It’s time to leave the state again and so I get myself a hearty last meal here in Nashville this morning. I hit up Arnold’s, an old grungy canteen style diner on the outskirts of the industrial Gulch.The line outside starts at 10.30am and the place is only open until 2:45pm Mondays through Fridays so it must be good. Inside, Arnold’s serves a set menu of home cooked meats and greens and you line up school cafeteria style and point out your choices. Having never eaten meat and three for breakfast, I wait excitedly.
I score myself roast beef, black eyed beans, collard greens, a tomato salad, sweet roll AND a slice of pecan pie.

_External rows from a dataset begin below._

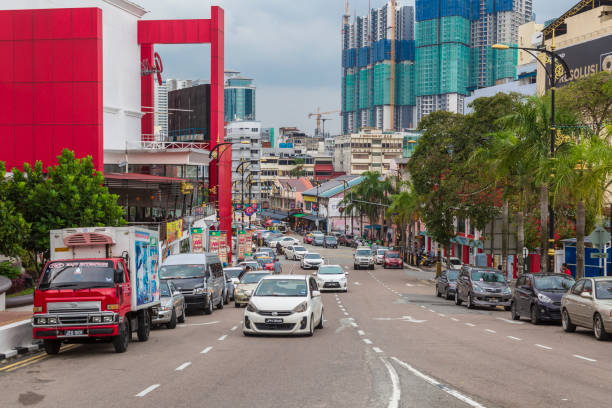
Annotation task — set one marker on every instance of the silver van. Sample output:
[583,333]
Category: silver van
[199,277]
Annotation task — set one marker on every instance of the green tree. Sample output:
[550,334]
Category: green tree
[69,195]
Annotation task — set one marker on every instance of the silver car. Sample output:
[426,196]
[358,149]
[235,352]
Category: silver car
[588,304]
[172,307]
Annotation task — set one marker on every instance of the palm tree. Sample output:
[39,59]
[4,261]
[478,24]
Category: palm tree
[582,171]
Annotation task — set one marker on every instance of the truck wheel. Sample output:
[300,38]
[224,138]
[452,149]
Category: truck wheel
[122,339]
[52,346]
[144,325]
[172,323]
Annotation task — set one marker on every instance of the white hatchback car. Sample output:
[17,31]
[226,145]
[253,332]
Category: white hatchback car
[295,252]
[331,277]
[284,304]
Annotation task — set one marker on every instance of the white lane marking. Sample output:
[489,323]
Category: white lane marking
[509,321]
[443,387]
[147,390]
[585,358]
[396,393]
[183,366]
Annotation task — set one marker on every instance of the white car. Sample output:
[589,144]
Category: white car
[331,277]
[284,304]
[311,261]
[295,252]
[380,255]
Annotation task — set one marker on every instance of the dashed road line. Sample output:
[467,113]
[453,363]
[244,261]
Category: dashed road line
[183,366]
[147,390]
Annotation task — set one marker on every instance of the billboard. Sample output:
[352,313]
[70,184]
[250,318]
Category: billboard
[585,59]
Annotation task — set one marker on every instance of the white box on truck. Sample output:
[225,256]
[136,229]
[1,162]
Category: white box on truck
[140,245]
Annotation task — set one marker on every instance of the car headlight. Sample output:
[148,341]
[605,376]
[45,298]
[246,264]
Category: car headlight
[544,299]
[301,307]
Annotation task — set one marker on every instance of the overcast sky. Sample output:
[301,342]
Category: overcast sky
[290,48]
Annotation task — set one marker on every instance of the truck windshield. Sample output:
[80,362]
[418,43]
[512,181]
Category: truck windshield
[78,275]
[181,271]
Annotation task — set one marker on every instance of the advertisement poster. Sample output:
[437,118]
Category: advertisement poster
[241,244]
[197,243]
[249,244]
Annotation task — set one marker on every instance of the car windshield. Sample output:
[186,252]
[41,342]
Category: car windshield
[331,270]
[233,272]
[312,256]
[253,277]
[164,290]
[282,287]
[603,290]
[452,275]
[181,271]
[487,276]
[561,282]
[74,275]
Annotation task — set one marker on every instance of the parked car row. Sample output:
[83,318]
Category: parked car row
[540,297]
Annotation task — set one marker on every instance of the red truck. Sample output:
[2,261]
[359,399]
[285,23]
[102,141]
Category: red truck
[100,285]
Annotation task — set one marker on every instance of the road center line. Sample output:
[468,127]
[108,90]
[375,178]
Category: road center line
[443,387]
[183,366]
[147,390]
[396,393]
[585,358]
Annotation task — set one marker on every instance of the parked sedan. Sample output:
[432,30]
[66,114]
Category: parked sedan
[311,261]
[589,304]
[538,296]
[172,308]
[245,288]
[331,277]
[330,242]
[392,259]
[446,284]
[284,304]
[295,253]
[482,287]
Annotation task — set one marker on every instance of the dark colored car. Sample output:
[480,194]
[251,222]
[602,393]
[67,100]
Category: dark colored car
[346,240]
[538,296]
[392,259]
[446,284]
[318,240]
[486,287]
[330,242]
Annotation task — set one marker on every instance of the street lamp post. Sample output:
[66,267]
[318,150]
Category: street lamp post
[552,77]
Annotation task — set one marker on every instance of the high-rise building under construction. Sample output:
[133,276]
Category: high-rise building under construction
[435,63]
[371,68]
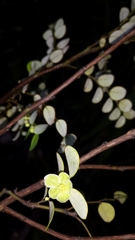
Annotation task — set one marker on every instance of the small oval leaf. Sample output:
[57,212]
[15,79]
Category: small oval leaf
[115,114]
[40,128]
[34,142]
[33,117]
[108,105]
[127,27]
[105,80]
[120,196]
[51,213]
[88,85]
[89,71]
[116,36]
[120,122]
[63,43]
[130,114]
[106,211]
[60,163]
[72,157]
[44,60]
[60,32]
[47,34]
[49,114]
[79,203]
[132,5]
[50,42]
[98,95]
[102,42]
[15,127]
[59,23]
[132,19]
[125,105]
[61,127]
[56,56]
[117,93]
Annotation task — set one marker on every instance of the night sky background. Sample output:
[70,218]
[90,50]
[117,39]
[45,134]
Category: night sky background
[22,24]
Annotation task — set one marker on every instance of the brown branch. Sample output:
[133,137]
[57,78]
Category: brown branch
[60,235]
[34,224]
[22,193]
[67,82]
[38,74]
[129,135]
[107,167]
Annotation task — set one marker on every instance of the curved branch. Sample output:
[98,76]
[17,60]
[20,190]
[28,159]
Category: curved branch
[67,82]
[129,135]
[60,235]
[38,74]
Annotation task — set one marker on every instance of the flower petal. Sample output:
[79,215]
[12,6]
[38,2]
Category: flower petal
[64,177]
[51,180]
[63,196]
[53,192]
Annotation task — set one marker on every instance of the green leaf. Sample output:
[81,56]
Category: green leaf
[61,127]
[124,11]
[115,114]
[88,85]
[40,128]
[47,34]
[56,56]
[120,196]
[63,43]
[102,42]
[79,203]
[33,65]
[120,122]
[33,117]
[130,114]
[49,114]
[59,23]
[106,211]
[117,93]
[89,71]
[60,163]
[115,36]
[132,19]
[98,95]
[127,27]
[72,157]
[34,142]
[60,32]
[125,105]
[105,80]
[51,213]
[108,105]
[132,5]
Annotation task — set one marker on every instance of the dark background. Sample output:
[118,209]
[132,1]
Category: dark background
[22,24]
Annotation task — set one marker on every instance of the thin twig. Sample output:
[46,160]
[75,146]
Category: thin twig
[67,82]
[38,74]
[107,167]
[129,135]
[60,235]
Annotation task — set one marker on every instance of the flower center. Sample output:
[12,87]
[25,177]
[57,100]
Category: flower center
[62,187]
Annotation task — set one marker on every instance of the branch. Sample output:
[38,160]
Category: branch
[129,135]
[67,82]
[38,74]
[107,167]
[60,235]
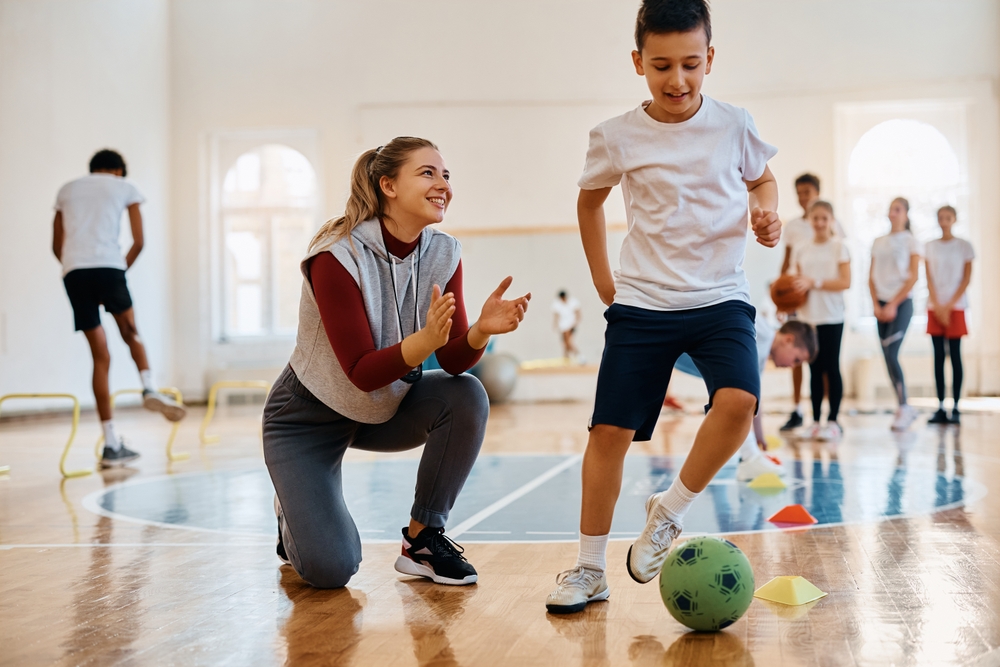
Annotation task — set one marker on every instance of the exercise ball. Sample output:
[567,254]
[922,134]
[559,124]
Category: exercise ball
[498,373]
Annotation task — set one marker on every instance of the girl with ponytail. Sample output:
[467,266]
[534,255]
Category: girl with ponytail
[372,310]
[894,271]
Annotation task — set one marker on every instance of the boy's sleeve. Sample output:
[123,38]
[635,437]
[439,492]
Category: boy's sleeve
[599,171]
[756,151]
[132,195]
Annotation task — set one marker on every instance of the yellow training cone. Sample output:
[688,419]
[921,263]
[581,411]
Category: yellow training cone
[789,590]
[768,480]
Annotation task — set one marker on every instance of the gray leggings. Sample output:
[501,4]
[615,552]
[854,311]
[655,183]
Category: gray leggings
[304,446]
[891,334]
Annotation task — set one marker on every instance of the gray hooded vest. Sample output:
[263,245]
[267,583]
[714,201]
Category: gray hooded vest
[365,258]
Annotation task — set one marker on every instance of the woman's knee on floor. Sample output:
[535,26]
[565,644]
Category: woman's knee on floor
[331,569]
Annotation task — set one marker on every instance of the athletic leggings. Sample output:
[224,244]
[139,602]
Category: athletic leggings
[955,352]
[304,446]
[891,334]
[827,362]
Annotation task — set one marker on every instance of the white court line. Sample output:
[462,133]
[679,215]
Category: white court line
[514,495]
[129,545]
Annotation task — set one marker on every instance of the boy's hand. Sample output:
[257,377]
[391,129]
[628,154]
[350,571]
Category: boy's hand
[766,227]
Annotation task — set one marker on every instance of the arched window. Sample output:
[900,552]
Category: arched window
[898,158]
[268,213]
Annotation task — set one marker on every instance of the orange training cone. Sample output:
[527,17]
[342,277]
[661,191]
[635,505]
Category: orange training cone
[793,514]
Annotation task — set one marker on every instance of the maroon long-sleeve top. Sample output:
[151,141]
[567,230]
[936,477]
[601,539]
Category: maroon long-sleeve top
[342,309]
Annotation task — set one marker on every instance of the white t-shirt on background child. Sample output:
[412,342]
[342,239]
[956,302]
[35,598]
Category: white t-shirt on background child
[891,262]
[947,260]
[566,311]
[686,199]
[92,208]
[821,261]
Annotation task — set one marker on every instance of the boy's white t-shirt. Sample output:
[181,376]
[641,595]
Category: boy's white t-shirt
[947,260]
[891,262]
[566,310]
[686,197]
[821,261]
[92,208]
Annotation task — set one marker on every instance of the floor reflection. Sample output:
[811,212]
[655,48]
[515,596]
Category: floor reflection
[324,626]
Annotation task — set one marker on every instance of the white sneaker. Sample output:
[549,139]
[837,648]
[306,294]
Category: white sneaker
[646,555]
[757,466]
[830,433]
[904,417]
[157,402]
[575,589]
[811,432]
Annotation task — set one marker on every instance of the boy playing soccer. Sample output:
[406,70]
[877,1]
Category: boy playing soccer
[686,163]
[85,241]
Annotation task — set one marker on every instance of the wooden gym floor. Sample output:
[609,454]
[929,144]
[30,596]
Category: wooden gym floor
[83,585]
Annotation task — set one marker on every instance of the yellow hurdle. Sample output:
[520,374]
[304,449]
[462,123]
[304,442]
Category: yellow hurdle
[72,434]
[170,391]
[213,394]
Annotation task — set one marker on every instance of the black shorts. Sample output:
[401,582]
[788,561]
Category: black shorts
[641,346]
[88,289]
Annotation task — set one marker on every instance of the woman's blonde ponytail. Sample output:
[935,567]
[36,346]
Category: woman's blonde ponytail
[366,200]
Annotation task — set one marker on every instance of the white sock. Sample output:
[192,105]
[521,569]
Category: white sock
[677,499]
[749,449]
[593,552]
[147,380]
[110,437]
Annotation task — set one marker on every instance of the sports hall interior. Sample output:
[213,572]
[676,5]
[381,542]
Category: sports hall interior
[171,561]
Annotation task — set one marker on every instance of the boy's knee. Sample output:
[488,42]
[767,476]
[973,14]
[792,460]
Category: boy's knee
[737,403]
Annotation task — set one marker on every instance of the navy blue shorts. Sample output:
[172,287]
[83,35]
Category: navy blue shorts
[89,289]
[641,346]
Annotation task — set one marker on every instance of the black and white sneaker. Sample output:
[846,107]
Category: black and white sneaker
[794,421]
[280,546]
[168,407]
[116,458]
[436,556]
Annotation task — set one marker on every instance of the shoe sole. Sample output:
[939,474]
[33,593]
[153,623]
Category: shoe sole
[173,413]
[118,463]
[574,608]
[405,565]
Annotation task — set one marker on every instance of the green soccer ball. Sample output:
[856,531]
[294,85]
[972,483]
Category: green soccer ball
[706,583]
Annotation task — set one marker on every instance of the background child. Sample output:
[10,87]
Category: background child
[85,240]
[686,163]
[791,345]
[794,233]
[824,269]
[949,269]
[894,271]
[566,317]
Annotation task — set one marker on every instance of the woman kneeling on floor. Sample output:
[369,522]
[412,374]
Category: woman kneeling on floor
[372,310]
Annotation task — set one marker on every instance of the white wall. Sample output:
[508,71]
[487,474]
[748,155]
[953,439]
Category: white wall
[507,90]
[77,76]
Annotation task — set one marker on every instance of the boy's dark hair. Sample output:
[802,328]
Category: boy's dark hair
[805,336]
[108,160]
[808,179]
[664,16]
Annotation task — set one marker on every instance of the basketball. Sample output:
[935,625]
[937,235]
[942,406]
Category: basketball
[706,583]
[785,296]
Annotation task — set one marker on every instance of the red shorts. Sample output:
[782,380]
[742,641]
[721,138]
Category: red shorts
[956,325]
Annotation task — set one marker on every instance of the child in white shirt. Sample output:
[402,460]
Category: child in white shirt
[949,270]
[85,241]
[686,163]
[823,266]
[894,272]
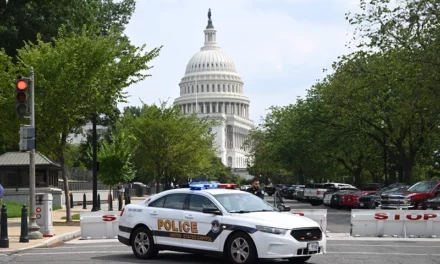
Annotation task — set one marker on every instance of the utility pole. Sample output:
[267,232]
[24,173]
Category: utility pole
[34,229]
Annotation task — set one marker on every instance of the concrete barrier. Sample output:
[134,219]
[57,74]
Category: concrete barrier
[99,225]
[395,223]
[317,215]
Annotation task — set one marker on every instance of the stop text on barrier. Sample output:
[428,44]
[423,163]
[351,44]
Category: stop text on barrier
[415,217]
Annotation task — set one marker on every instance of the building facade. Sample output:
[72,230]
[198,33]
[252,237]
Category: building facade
[212,88]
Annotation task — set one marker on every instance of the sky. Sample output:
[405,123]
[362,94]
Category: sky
[280,47]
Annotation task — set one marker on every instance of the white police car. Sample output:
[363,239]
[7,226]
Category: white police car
[207,220]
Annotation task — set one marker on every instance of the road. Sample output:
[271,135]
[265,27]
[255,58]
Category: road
[338,220]
[341,252]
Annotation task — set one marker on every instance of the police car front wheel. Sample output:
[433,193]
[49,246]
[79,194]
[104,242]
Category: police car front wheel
[240,249]
[143,244]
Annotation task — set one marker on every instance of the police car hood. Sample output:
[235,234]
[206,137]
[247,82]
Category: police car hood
[276,219]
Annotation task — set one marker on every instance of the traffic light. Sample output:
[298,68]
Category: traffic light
[28,135]
[21,96]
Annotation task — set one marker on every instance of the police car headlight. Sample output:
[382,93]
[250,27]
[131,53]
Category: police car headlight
[272,230]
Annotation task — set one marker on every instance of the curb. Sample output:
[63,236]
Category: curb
[53,241]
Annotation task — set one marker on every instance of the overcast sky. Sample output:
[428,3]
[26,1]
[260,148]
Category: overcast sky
[279,46]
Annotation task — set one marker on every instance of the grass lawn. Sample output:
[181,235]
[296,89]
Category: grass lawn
[14,209]
[74,217]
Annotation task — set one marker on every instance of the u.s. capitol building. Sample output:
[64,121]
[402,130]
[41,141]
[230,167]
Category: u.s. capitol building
[212,88]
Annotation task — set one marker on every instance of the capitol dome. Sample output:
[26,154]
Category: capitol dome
[212,88]
[210,60]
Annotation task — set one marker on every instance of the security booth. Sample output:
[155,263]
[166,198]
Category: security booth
[43,210]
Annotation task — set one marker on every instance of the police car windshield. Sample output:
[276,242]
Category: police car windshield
[244,203]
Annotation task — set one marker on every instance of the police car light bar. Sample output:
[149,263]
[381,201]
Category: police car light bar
[200,186]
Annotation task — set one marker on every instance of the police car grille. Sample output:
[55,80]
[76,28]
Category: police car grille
[309,234]
[305,251]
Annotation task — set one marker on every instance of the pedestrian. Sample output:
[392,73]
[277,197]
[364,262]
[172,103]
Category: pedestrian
[256,189]
[121,191]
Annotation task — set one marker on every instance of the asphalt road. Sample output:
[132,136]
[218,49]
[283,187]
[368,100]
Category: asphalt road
[338,220]
[341,252]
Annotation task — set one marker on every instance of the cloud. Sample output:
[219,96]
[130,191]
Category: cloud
[278,51]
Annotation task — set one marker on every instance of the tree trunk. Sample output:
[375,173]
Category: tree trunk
[400,173]
[392,177]
[407,172]
[65,178]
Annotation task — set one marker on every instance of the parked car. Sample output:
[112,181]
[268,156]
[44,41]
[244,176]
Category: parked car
[330,191]
[372,201]
[270,190]
[412,197]
[283,190]
[433,203]
[291,192]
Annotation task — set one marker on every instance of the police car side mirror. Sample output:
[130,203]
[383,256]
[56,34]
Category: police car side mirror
[283,208]
[212,211]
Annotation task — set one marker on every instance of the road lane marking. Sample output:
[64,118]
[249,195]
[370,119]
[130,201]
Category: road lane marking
[85,246]
[366,245]
[377,253]
[76,252]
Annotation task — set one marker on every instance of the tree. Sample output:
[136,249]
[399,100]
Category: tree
[78,75]
[169,142]
[116,159]
[10,125]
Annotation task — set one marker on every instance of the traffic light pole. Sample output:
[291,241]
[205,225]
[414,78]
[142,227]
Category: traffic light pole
[95,206]
[33,229]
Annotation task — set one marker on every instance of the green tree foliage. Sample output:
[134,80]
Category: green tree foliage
[173,145]
[9,123]
[116,159]
[76,76]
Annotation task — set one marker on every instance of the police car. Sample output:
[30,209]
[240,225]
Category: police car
[205,219]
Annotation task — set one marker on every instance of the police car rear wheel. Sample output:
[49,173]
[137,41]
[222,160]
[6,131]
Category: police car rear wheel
[299,260]
[240,249]
[143,245]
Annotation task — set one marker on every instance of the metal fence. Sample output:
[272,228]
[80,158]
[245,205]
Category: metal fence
[82,186]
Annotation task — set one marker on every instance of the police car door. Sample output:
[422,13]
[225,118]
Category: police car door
[165,218]
[205,228]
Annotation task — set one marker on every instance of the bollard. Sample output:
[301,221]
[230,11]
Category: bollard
[71,200]
[84,201]
[127,199]
[24,226]
[4,240]
[110,204]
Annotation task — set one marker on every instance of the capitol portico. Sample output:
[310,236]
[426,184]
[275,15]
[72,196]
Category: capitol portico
[212,88]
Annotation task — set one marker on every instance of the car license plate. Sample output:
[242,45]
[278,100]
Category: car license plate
[314,246]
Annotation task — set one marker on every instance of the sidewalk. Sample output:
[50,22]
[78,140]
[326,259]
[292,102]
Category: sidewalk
[62,231]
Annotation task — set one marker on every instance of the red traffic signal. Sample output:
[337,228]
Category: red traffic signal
[21,86]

The guy ringing up my order (like, less than a tenner for all that!!) is enamoured by Hapless Brit, and once I take my seat at the long dining tables he brings me a hefty sized slice of peach pie saying ‘here you go England, this is the best darn peach pie in the whole of the USA!’ and it kind of is.
In fact, every bit of the meal is delicious but with the huge helpings, I barely do it justice.
Food coma rapidly approaching, I waddle like an oompa loompa back to collect my luggage and make it to the airport.
A storm is a blowin’ in as we board, and I’m pretty anxious for the first hour of the flight, where even the flight attendants have to remain seated due to us blowing haphazardly across the sky (just hopefully in the direction of Texas). Finally, we land in Dallas and the bad weather has passed.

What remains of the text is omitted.